STR’s forecast for the current second quarter shows a 5 percent decline in occupancy, with a 3.6 percent increase in the average daily rate to $235.24, and a 1.5 percent drop in revenue per available room rate to $190.76.
Due to the increase in the number of new rooms arriving to the market in 2011, STR projects for 2011 that the New York market’s occupancy rate will decline by 3.5 percent to 78.2 percent, while the average daily rate will be up by 4.9 percent to $243.95 the revenue per available room rate will increase 1.2 percent to $190.76.
In June and July, a number of new hotels are expected to open, including the 669-room, pod-style Yotel New York Times Square at 570 10th Avenue. Yotel, located in the Related Companies’ mixed-use development, is backed by IFA Hotels & Resorts, owned by the al-Bahar family of Kuwait.
Vikram Chatwal’s 316-room Dream Downtown at 346 West 17th Street will open in June, as will the 176-room Aloft New York Brooklyn at 216 Duffield Street in the borough’s downtown.

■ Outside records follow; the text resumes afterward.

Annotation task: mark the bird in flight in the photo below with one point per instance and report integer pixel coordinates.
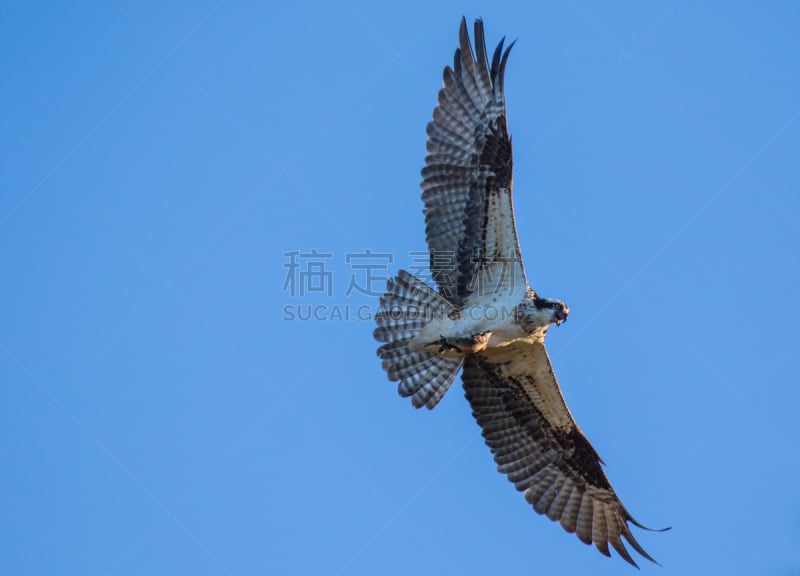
(485, 320)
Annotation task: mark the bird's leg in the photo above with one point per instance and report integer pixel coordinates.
(465, 344)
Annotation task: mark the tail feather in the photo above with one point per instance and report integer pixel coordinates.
(408, 305)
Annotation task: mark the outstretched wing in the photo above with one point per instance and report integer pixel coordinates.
(517, 402)
(467, 178)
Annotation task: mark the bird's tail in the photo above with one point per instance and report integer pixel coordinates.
(408, 305)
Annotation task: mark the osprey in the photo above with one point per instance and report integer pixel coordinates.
(485, 318)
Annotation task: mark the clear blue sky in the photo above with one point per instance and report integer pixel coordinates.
(163, 409)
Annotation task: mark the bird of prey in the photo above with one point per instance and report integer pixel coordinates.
(485, 318)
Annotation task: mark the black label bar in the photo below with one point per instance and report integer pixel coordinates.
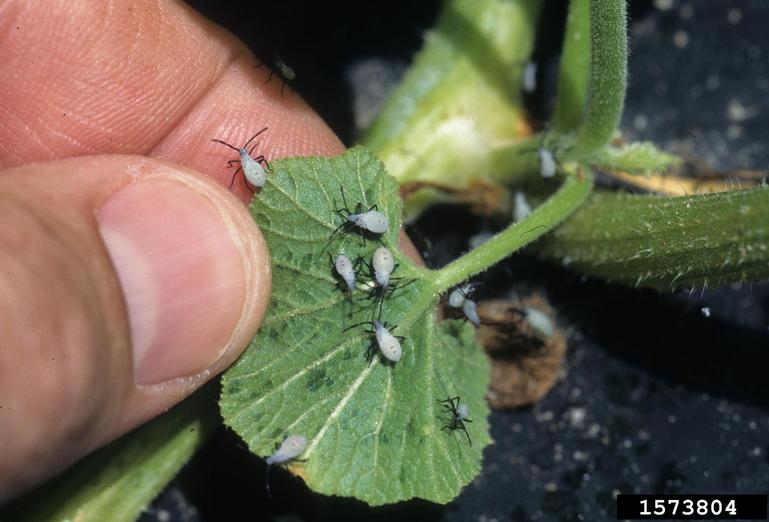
(691, 507)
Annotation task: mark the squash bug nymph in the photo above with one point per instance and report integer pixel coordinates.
(291, 447)
(372, 221)
(388, 344)
(253, 171)
(459, 413)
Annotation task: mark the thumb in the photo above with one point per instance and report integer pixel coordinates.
(125, 284)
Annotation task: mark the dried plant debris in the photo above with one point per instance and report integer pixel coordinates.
(525, 363)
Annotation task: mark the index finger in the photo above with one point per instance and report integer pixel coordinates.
(141, 77)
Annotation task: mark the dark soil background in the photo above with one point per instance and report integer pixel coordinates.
(660, 393)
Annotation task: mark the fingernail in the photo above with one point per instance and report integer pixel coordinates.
(181, 273)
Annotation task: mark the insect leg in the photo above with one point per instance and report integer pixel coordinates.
(226, 144)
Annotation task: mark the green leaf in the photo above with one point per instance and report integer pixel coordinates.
(118, 482)
(667, 243)
(373, 428)
(461, 99)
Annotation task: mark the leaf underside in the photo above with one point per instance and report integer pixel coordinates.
(373, 428)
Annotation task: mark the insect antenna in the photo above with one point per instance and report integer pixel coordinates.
(226, 144)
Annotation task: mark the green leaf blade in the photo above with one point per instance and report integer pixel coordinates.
(373, 428)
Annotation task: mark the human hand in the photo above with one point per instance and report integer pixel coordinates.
(127, 278)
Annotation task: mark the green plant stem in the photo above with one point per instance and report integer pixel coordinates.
(460, 100)
(544, 218)
(608, 76)
(575, 69)
(118, 482)
(667, 243)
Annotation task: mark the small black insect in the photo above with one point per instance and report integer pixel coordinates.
(459, 415)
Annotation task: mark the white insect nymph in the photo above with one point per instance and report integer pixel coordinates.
(470, 309)
(522, 207)
(547, 166)
(388, 344)
(290, 448)
(345, 269)
(384, 263)
(373, 221)
(253, 171)
(539, 321)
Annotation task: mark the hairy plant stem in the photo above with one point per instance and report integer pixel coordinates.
(544, 218)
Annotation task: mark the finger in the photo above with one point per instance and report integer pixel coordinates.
(142, 77)
(125, 284)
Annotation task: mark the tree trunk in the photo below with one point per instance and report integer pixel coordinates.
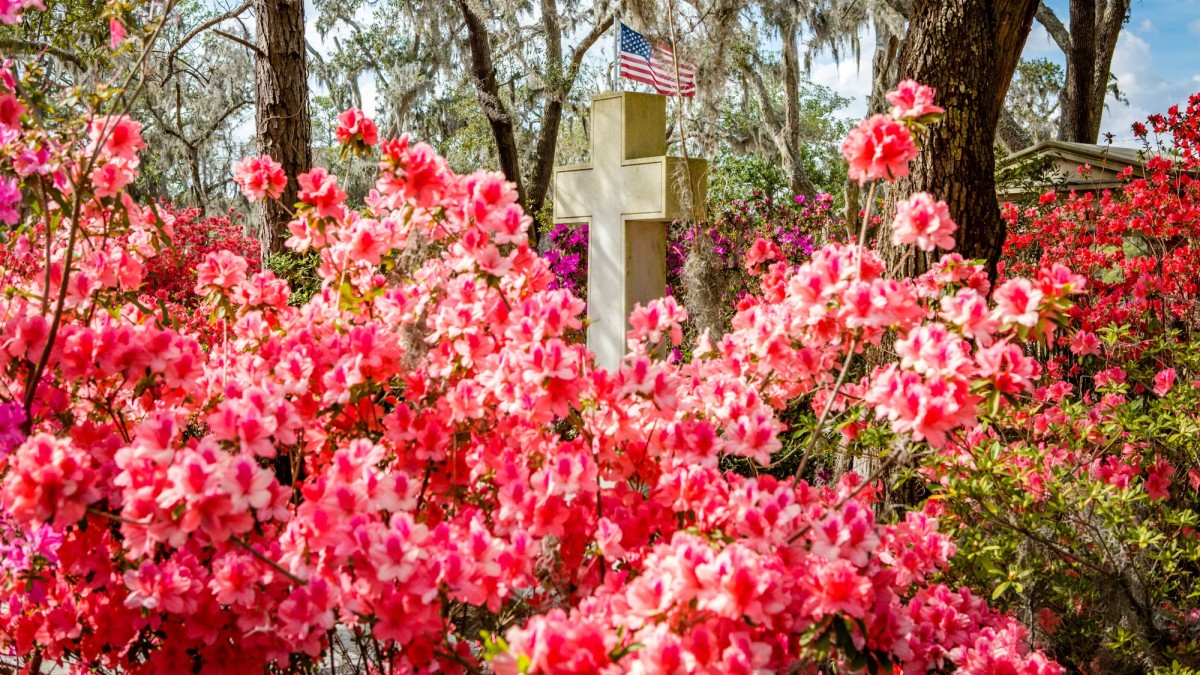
(967, 51)
(790, 149)
(1108, 30)
(1075, 123)
(281, 107)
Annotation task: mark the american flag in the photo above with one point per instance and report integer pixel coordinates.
(641, 60)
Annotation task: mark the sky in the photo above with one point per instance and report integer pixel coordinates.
(1157, 64)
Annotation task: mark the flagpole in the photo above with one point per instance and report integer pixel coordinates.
(616, 51)
(683, 131)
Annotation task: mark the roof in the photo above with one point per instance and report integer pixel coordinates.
(1084, 153)
(1067, 159)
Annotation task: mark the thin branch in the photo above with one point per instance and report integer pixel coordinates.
(240, 41)
(199, 29)
(33, 47)
(268, 561)
(1054, 25)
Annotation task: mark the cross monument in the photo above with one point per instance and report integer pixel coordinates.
(628, 193)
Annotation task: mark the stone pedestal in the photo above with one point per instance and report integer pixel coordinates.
(628, 195)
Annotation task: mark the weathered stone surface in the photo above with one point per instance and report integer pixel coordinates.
(628, 193)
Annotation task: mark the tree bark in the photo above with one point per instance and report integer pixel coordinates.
(281, 107)
(1108, 18)
(1108, 29)
(1075, 121)
(967, 51)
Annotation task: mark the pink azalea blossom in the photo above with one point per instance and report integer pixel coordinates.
(923, 221)
(1163, 381)
(355, 127)
(261, 178)
(10, 201)
(319, 190)
(911, 100)
(1017, 303)
(880, 148)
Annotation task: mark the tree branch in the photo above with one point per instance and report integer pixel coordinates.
(1055, 27)
(30, 47)
(243, 42)
(199, 29)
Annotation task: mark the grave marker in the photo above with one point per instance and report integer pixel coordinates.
(628, 193)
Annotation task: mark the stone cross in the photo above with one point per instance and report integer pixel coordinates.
(628, 195)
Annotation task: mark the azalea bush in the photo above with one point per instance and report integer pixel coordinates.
(1075, 502)
(417, 461)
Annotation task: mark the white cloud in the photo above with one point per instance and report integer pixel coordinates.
(849, 81)
(1039, 45)
(1144, 84)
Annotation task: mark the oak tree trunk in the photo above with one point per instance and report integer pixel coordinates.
(967, 51)
(1075, 123)
(281, 106)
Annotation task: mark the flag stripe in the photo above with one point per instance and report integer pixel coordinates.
(654, 65)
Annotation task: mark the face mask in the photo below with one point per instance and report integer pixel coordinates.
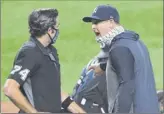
(53, 39)
(106, 39)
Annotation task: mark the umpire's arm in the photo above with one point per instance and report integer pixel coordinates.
(123, 62)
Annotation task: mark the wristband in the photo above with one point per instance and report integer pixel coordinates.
(103, 66)
(67, 102)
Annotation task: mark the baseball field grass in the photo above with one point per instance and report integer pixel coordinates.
(76, 44)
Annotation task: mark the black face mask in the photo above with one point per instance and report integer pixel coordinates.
(53, 39)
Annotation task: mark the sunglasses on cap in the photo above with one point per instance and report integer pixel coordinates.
(96, 21)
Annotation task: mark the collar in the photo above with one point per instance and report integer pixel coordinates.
(41, 47)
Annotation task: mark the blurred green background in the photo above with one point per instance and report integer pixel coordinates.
(76, 44)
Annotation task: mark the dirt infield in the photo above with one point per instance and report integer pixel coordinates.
(8, 107)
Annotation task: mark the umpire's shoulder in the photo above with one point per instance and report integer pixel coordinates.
(28, 47)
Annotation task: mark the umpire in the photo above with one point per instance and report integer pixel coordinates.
(34, 81)
(132, 89)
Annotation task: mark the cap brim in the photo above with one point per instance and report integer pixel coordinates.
(89, 19)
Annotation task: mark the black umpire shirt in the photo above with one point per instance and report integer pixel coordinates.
(36, 68)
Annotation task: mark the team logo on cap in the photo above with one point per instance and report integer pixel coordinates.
(95, 10)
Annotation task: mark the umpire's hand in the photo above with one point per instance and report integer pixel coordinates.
(96, 68)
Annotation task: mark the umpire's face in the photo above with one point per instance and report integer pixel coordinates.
(101, 28)
(52, 31)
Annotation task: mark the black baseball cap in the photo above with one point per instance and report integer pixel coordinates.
(103, 12)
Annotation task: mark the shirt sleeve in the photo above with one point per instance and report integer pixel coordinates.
(123, 62)
(24, 65)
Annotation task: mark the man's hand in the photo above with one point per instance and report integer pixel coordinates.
(73, 107)
(96, 68)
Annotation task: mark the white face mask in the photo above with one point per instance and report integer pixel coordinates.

And, in July, the 116-room Hyatt 48 Lex, at, appropriately enough, Lexington Avenue and 48th Street, is expected to open as the newest full-service hotel in midtown east.
THE CONTINUED RISE in visitors to the Big Apple, coupled with the pent-up demand by investors for real estate, is aiding in the sale of hospitality assets. With the availability of financing for REITs, coupled with financing by national and regional commercial banks as well as collateralized mortgage-backed lending, such properties continue to trade briskly in Manhattan.
DiamondRock Hospitality, a REIT that owns the three select-service hotels in Manhattan, announced in May that it has entered into a purchase and sale agreement to acquire the 712-room Radisson Lexington Hotel at the corner of Lexington and 48th Street for $335 million, or $470,505 per key.